Vielleicht erlauben sich alle sonst in Gregor Samsas Kollegenkreis und in seiner Familie kleine Tröstungen, die den Kompensationsgedanken ermöglichen: „Andere Reisende leben wie Haremsfrauen“ (Kafka 2015: 6). Der Vater kompensiert seine niedrige Stellung als Diener durch eine „straffe blaue Uniform mit Goldknöpfen“, in der er „gut aufgerichtet“ (Kafka 2015: 34) dasteht. Die Mutter ist mit einem kleinen Auskommen als Näherin beschäftigt. 

Grete, Gregor Samsas Schwester, aber trägt keine Weltkugel im Nacken. Bei ihr hat schon das Alltägliche Gewicht.

Vielleicht gelingt Grete, Gregors Schwester, die Kompensation am besten. Denn „sie hatte sich, allerdings nicht ganz unberechtigt, angewöhnt, bei Besprechung der Angelegenheiten Gregors als besonders Sachverständige gegenüber den Eltern aufzutreten […] Vielleicht aber spielte auch der schwärmerische Sinn der Mädchen ihres Alters mit, der bei jeder Gelegenheit seine Befriedigung  [i. e. Kompensation, Hervorhebung vom Verf.] sucht, und durch den Grete jetzt sich dazu verlocken ließ, die Lage Gregors noch schreckenerregender machen zu wollen, um dann noch mehr als bis jetzt für ihn leisten zu können.“ (Kafka 2015: 30–31).
 

Glaubte Gregor an die Anhänglichkeit seiner Schwester?

Grete wird schließlich zur Anklägerin ihres Bruders: „Wenn es Gregor wäre, er hätte längst eingesehen, dass ein Zusammenleben von Menschen mit einem solchen Tier nicht möglich ist, und wäre freiwillig fortgegangen.“ (Kafka 2015: 45).
 
Arbeitsanregungen:

  • Skizzieren Sie möglichst genau die Stationen und Symptome der „Schuld“ Gregor Samsas.

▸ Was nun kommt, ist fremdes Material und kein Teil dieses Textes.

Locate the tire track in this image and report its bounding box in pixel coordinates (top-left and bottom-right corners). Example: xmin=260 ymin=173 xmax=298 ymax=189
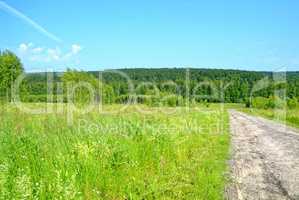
xmin=227 ymin=111 xmax=299 ymax=200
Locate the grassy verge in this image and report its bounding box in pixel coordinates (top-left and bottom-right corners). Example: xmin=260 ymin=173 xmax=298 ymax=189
xmin=0 ymin=106 xmax=229 ymax=199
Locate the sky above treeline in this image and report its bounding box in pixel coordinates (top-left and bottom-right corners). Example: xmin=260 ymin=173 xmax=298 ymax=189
xmin=0 ymin=0 xmax=299 ymax=71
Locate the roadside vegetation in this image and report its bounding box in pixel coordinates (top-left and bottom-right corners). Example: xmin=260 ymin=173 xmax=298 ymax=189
xmin=0 ymin=105 xmax=229 ymax=199
xmin=0 ymin=51 xmax=299 ymax=199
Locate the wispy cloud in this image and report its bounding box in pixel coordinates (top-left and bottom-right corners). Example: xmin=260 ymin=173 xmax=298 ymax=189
xmin=0 ymin=1 xmax=62 ymax=42
xmin=17 ymin=42 xmax=82 ymax=62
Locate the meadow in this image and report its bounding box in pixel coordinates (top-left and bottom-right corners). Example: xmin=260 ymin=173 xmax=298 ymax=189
xmin=0 ymin=104 xmax=230 ymax=199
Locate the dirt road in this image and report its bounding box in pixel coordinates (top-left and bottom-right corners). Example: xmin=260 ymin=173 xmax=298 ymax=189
xmin=227 ymin=111 xmax=299 ymax=200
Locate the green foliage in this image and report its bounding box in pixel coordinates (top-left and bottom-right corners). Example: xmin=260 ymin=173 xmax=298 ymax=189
xmin=0 ymin=105 xmax=230 ymax=200
xmin=0 ymin=50 xmax=24 ymax=100
xmin=287 ymin=98 xmax=298 ymax=109
xmin=61 ymin=69 xmax=114 ymax=104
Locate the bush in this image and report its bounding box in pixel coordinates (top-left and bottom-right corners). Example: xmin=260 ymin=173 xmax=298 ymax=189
xmin=287 ymin=98 xmax=298 ymax=109
xmin=251 ymin=97 xmax=269 ymax=109
xmin=252 ymin=96 xmax=286 ymax=109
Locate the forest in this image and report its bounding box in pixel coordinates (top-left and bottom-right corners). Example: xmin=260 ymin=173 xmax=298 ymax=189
xmin=0 ymin=51 xmax=299 ymax=107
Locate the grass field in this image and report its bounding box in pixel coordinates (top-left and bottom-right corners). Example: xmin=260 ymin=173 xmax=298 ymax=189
xmin=239 ymin=108 xmax=299 ymax=128
xmin=0 ymin=105 xmax=229 ymax=199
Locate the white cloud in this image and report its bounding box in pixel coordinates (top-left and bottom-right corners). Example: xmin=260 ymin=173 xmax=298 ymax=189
xmin=0 ymin=1 xmax=61 ymax=42
xmin=32 ymin=47 xmax=44 ymax=53
xmin=72 ymin=44 xmax=82 ymax=55
xmin=47 ymin=47 xmax=61 ymax=61
xmin=18 ymin=43 xmax=82 ymax=62
xmin=18 ymin=43 xmax=33 ymax=53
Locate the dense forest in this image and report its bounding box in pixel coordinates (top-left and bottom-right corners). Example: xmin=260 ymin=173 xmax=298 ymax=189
xmin=0 ymin=51 xmax=299 ymax=106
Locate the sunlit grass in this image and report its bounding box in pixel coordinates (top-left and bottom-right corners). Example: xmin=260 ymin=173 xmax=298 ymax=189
xmin=0 ymin=105 xmax=229 ymax=199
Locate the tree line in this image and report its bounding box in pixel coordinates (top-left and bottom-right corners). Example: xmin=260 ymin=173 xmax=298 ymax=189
xmin=0 ymin=51 xmax=299 ymax=106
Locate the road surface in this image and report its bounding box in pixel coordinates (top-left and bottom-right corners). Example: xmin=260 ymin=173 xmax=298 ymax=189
xmin=227 ymin=111 xmax=299 ymax=200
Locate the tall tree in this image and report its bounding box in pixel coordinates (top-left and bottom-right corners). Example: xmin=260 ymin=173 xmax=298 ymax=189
xmin=0 ymin=50 xmax=24 ymax=100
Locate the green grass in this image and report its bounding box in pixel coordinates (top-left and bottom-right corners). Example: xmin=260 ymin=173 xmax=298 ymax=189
xmin=0 ymin=104 xmax=229 ymax=199
xmin=239 ymin=108 xmax=299 ymax=128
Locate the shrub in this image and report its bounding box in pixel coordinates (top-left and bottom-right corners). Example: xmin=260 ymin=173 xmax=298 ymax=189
xmin=287 ymin=98 xmax=298 ymax=109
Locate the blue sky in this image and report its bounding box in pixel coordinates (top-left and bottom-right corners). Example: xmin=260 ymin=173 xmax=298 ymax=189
xmin=0 ymin=0 xmax=299 ymax=71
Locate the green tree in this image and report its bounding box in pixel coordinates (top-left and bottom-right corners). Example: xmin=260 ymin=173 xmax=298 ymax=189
xmin=0 ymin=50 xmax=24 ymax=100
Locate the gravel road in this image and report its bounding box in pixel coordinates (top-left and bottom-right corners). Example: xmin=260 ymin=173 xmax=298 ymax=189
xmin=227 ymin=111 xmax=299 ymax=200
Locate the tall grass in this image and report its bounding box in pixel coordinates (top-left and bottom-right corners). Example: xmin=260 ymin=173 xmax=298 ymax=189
xmin=0 ymin=105 xmax=229 ymax=199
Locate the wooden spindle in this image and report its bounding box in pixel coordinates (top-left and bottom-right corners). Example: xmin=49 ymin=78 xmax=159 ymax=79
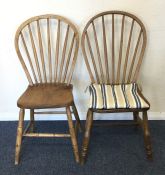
xmin=54 ymin=20 xmax=61 ymax=82
xmin=133 ymin=31 xmax=147 ymax=82
xmin=20 ymin=32 xmax=38 ymax=83
xmin=15 ymin=32 xmax=33 ymax=86
xmin=28 ymin=24 xmax=42 ymax=83
xmin=117 ymin=15 xmax=125 ymax=84
xmin=123 ymin=20 xmax=134 ymax=83
xmin=67 ymin=34 xmax=79 ymax=85
xmin=37 ymin=20 xmax=47 ymax=83
xmin=102 ymin=16 xmax=110 ymax=84
xmin=47 ymin=18 xmax=53 ymax=83
xmin=92 ymin=21 xmax=104 ymax=82
xmin=81 ymin=32 xmax=95 ymax=83
xmin=59 ymin=25 xmax=69 ymax=82
xmin=112 ymin=14 xmax=115 ymax=83
xmin=127 ymin=30 xmax=142 ymax=83
xmin=63 ymin=34 xmax=75 ymax=83
xmin=86 ymin=32 xmax=100 ymax=83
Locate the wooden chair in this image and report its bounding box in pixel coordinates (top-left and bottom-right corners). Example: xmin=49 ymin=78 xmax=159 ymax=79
xmin=15 ymin=14 xmax=81 ymax=164
xmin=81 ymin=11 xmax=152 ymax=163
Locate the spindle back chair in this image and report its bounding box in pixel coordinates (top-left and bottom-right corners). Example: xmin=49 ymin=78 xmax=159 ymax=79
xmin=15 ymin=14 xmax=80 ymax=164
xmin=81 ymin=11 xmax=152 ymax=162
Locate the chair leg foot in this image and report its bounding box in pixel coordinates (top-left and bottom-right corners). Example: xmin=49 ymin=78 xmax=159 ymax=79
xmin=143 ymin=111 xmax=153 ymax=160
xmin=66 ymin=107 xmax=80 ymax=163
xmin=15 ymin=109 xmax=24 ymax=165
xmin=29 ymin=109 xmax=34 ymax=133
xmin=81 ymin=109 xmax=93 ymax=165
xmin=72 ymin=103 xmax=83 ymax=132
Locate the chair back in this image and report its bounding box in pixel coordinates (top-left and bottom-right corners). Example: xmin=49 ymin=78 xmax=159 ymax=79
xmin=81 ymin=11 xmax=147 ymax=84
xmin=15 ymin=14 xmax=79 ymax=85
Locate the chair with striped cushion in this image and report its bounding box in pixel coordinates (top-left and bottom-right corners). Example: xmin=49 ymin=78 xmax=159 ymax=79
xmin=81 ymin=11 xmax=152 ymax=163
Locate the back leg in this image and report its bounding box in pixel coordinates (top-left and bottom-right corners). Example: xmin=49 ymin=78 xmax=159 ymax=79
xmin=143 ymin=111 xmax=152 ymax=160
xmin=15 ymin=109 xmax=25 ymax=165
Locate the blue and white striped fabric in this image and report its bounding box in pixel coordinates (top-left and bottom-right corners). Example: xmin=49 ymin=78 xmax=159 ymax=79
xmin=89 ymin=83 xmax=149 ymax=109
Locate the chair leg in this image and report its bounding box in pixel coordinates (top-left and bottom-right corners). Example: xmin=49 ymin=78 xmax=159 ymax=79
xmin=30 ymin=109 xmax=34 ymax=133
xmin=72 ymin=103 xmax=83 ymax=132
xmin=15 ymin=109 xmax=25 ymax=165
xmin=143 ymin=111 xmax=152 ymax=160
xmin=66 ymin=107 xmax=80 ymax=163
xmin=133 ymin=112 xmax=139 ymax=123
xmin=81 ymin=109 xmax=93 ymax=165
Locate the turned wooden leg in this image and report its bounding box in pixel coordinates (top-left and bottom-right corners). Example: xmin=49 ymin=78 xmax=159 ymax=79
xmin=81 ymin=109 xmax=93 ymax=164
xmin=66 ymin=107 xmax=80 ymax=163
xmin=72 ymin=103 xmax=83 ymax=134
xmin=143 ymin=111 xmax=152 ymax=160
xmin=133 ymin=112 xmax=139 ymax=122
xmin=15 ymin=109 xmax=25 ymax=165
xmin=30 ymin=109 xmax=34 ymax=132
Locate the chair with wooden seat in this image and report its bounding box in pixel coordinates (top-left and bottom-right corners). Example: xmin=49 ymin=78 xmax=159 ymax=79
xmin=15 ymin=14 xmax=81 ymax=164
xmin=81 ymin=11 xmax=152 ymax=163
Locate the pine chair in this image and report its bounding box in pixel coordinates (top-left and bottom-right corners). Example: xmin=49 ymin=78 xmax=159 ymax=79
xmin=15 ymin=14 xmax=81 ymax=164
xmin=81 ymin=11 xmax=152 ymax=164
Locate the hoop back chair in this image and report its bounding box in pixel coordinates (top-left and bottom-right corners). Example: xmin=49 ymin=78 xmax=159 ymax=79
xmin=15 ymin=14 xmax=80 ymax=164
xmin=81 ymin=11 xmax=152 ymax=163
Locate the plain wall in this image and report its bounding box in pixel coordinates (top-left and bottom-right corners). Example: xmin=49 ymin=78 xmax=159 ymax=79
xmin=0 ymin=0 xmax=165 ymax=120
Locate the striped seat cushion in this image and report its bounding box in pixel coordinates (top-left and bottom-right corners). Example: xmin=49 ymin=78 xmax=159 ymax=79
xmin=89 ymin=83 xmax=149 ymax=109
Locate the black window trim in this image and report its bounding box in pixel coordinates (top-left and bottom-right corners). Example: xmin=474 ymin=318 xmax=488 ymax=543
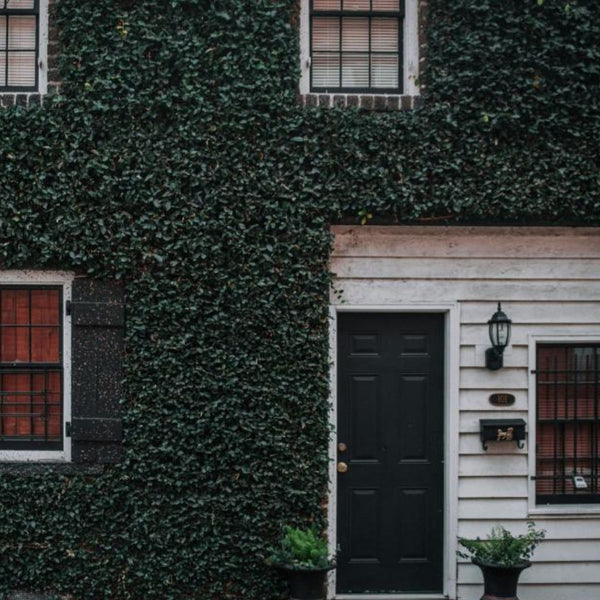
xmin=532 ymin=340 xmax=600 ymax=509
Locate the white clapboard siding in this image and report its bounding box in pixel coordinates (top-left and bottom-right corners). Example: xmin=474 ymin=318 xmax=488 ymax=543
xmin=458 ymin=561 xmax=600 ymax=584
xmin=458 ymin=454 xmax=527 ymax=478
xmin=331 ymin=278 xmax=600 ymax=302
xmin=458 ymin=475 xmax=528 ymax=498
xmin=460 ymin=344 xmax=528 ymax=368
xmin=330 ymin=226 xmax=600 ymax=600
xmin=335 ymin=257 xmax=600 ymax=281
xmin=460 ymin=322 xmax=600 ymax=345
xmin=458 ymin=516 xmax=600 ymax=540
xmin=458 ymin=540 xmax=600 ymax=564
xmin=457 ymin=579 xmax=600 ymax=600
xmin=458 ymin=497 xmax=527 ymax=519
xmin=332 ymin=226 xmax=600 ymax=258
xmin=460 ymin=302 xmax=600 ymax=325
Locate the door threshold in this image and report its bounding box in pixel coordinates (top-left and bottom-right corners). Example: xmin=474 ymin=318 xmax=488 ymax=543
xmin=334 ymin=592 xmax=448 ymax=600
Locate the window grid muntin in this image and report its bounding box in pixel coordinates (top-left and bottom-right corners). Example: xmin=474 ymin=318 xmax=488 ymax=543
xmin=0 ymin=286 xmax=65 ymax=450
xmin=535 ymin=343 xmax=600 ymax=505
xmin=309 ymin=0 xmax=404 ymax=94
xmin=0 ymin=0 xmax=40 ymax=92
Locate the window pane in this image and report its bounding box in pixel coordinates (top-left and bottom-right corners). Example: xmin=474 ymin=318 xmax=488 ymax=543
xmin=536 ymin=345 xmax=600 ymax=503
xmin=6 ymin=0 xmax=35 ymax=10
xmin=8 ymin=16 xmax=36 ymax=50
xmin=371 ymin=54 xmax=398 ymax=88
xmin=0 ymin=16 xmax=6 ymax=49
xmin=31 ymin=290 xmax=59 ymax=325
xmin=342 ymin=17 xmax=369 ymax=52
xmin=342 ymin=54 xmax=369 ymax=88
xmin=373 ymin=0 xmax=400 ymax=11
xmin=0 ymin=290 xmax=29 ymax=325
xmin=8 ymin=52 xmax=37 ymax=87
xmin=312 ymin=54 xmax=340 ymax=87
xmin=2 ymin=373 xmax=31 ymax=436
xmin=313 ymin=0 xmax=341 ymax=10
xmin=371 ymin=19 xmax=398 ymax=52
xmin=344 ymin=0 xmax=371 ymax=10
xmin=31 ymin=327 xmax=60 ymax=363
xmin=312 ymin=17 xmax=340 ymax=52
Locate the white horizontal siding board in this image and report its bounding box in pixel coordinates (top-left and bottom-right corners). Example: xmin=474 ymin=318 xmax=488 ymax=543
xmin=330 ymin=279 xmax=600 ymax=302
xmin=458 ymin=475 xmax=527 ymax=498
xmin=332 ymin=257 xmax=600 ymax=281
xmin=457 ymin=580 xmax=600 ymax=600
xmin=460 ymin=344 xmax=528 ymax=368
xmin=460 ymin=324 xmax=600 ymax=345
xmin=459 ymin=410 xmax=528 ymax=434
xmin=458 ymin=432 xmax=527 ymax=455
xmin=458 ymin=498 xmax=527 ymax=519
xmin=458 ymin=555 xmax=600 ymax=584
xmin=458 ymin=516 xmax=600 ymax=540
xmin=458 ymin=454 xmax=527 ymax=477
xmin=534 ymin=540 xmax=600 ymax=564
xmin=460 ymin=367 xmax=529 ymax=391
xmin=331 ymin=226 xmax=600 ymax=260
xmin=460 ymin=301 xmax=600 ymax=324
xmin=460 ymin=387 xmax=529 ymax=412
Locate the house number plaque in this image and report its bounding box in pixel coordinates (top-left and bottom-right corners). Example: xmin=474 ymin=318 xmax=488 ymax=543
xmin=490 ymin=394 xmax=515 ymax=406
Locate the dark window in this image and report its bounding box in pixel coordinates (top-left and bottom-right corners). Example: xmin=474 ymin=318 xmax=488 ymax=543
xmin=310 ymin=0 xmax=404 ymax=94
xmin=0 ymin=0 xmax=40 ymax=91
xmin=536 ymin=344 xmax=600 ymax=504
xmin=0 ymin=286 xmax=63 ymax=450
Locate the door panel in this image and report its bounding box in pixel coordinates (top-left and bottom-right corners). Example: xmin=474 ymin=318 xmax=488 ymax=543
xmin=337 ymin=313 xmax=444 ymax=593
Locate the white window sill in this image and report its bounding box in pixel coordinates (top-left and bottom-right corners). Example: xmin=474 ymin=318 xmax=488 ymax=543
xmin=300 ymin=92 xmax=422 ymax=112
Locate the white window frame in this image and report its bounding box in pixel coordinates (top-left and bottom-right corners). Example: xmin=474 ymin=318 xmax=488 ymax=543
xmin=0 ymin=0 xmax=48 ymax=96
xmin=528 ymin=329 xmax=600 ymax=517
xmin=0 ymin=271 xmax=74 ymax=463
xmin=299 ymin=0 xmax=420 ymax=96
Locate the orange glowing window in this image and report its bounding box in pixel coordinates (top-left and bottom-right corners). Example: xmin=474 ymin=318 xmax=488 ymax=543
xmin=0 ymin=286 xmax=63 ymax=449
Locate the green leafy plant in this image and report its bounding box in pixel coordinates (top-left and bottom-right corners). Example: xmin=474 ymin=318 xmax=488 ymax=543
xmin=457 ymin=521 xmax=546 ymax=567
xmin=267 ymin=525 xmax=333 ymax=569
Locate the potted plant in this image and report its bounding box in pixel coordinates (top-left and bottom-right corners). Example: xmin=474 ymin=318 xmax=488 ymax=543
xmin=267 ymin=525 xmax=335 ymax=600
xmin=457 ymin=522 xmax=545 ymax=600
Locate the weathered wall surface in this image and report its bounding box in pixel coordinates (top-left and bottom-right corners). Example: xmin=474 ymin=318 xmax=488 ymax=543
xmin=331 ymin=227 xmax=600 ymax=600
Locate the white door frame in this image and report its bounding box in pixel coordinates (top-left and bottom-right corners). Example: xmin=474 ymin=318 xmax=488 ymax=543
xmin=327 ymin=302 xmax=460 ymax=600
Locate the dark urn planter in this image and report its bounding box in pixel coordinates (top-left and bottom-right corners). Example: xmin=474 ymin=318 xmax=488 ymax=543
xmin=277 ymin=565 xmax=335 ymax=600
xmin=472 ymin=558 xmax=531 ymax=600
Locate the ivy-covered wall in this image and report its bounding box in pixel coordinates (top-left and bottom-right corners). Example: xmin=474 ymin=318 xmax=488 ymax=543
xmin=0 ymin=0 xmax=600 ymax=600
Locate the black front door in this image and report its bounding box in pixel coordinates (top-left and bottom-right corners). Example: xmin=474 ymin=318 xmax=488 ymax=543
xmin=337 ymin=313 xmax=444 ymax=594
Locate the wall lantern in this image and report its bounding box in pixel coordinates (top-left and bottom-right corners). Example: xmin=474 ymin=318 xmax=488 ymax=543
xmin=485 ymin=302 xmax=512 ymax=371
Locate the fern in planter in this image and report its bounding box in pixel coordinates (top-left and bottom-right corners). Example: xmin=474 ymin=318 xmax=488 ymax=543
xmin=457 ymin=521 xmax=546 ymax=567
xmin=267 ymin=525 xmax=333 ymax=569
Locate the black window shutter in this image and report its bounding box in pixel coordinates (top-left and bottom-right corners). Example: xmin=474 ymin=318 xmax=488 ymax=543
xmin=69 ymin=278 xmax=125 ymax=463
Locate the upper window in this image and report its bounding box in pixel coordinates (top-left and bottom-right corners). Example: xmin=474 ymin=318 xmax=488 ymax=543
xmin=0 ymin=286 xmax=63 ymax=450
xmin=310 ymin=0 xmax=404 ymax=94
xmin=535 ymin=344 xmax=600 ymax=504
xmin=0 ymin=0 xmax=40 ymax=92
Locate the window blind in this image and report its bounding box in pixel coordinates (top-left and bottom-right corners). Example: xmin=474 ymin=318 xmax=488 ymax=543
xmin=536 ymin=345 xmax=600 ymax=503
xmin=0 ymin=0 xmax=39 ymax=91
xmin=311 ymin=0 xmax=402 ymax=93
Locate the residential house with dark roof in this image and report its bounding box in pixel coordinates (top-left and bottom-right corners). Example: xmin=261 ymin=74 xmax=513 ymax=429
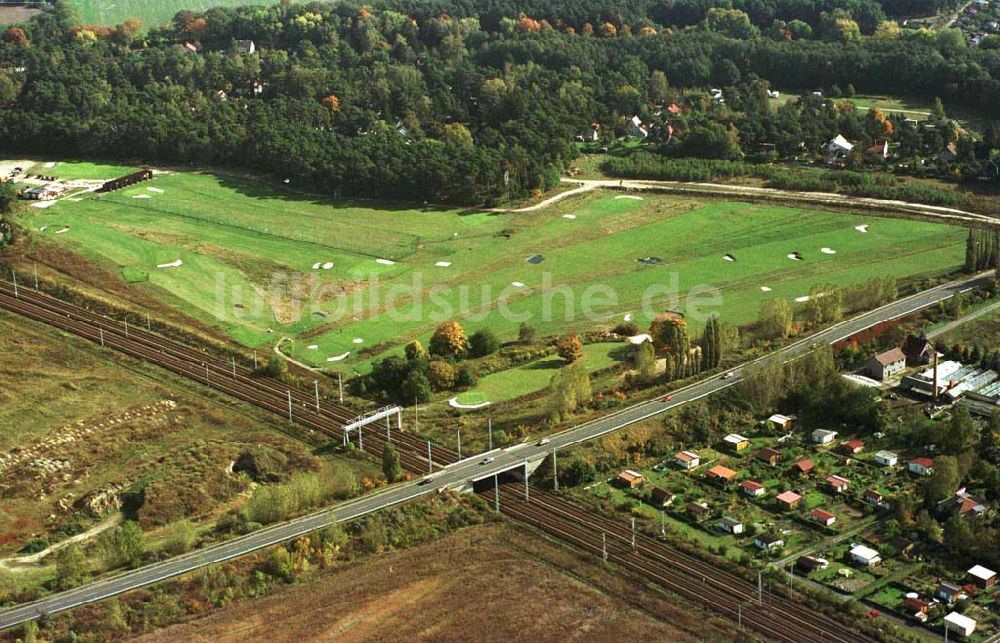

Beispiel für die erste Station:
 
Gregor „Schuld“ besteht darin, dass er länger als gewöhnlich im Bett liegen bleibt. Statt einfach aufzustehen und sich rasch zum Dienst zu begeben, dämmert er weiter in den Morgen hinein, abgelenkt durch die Abbildung der Dame im Pelz.

  • Diskutieren Sie, ob und inwiefern es sich bei Gregors Verwandlung um ein Krankheitsbild handelt.

Morgen

Franz Kafka: Die Verwandlung

Es war nur ein Traum, mag man erleichtert ausrufen. Ein Affe sein, bis über die Knie herunter reichende Arme haben, am Fluss spazieren gehen wie ein Geck, in einer neuen schwarzkarierten Hose. Wie schön, wenn alle Aufregung vorüber ist! Aber ein Ungeziefer sein im Augenblick des Erwachens, das erleiden zu müssen, das wird dir ständig den Atem nehmen!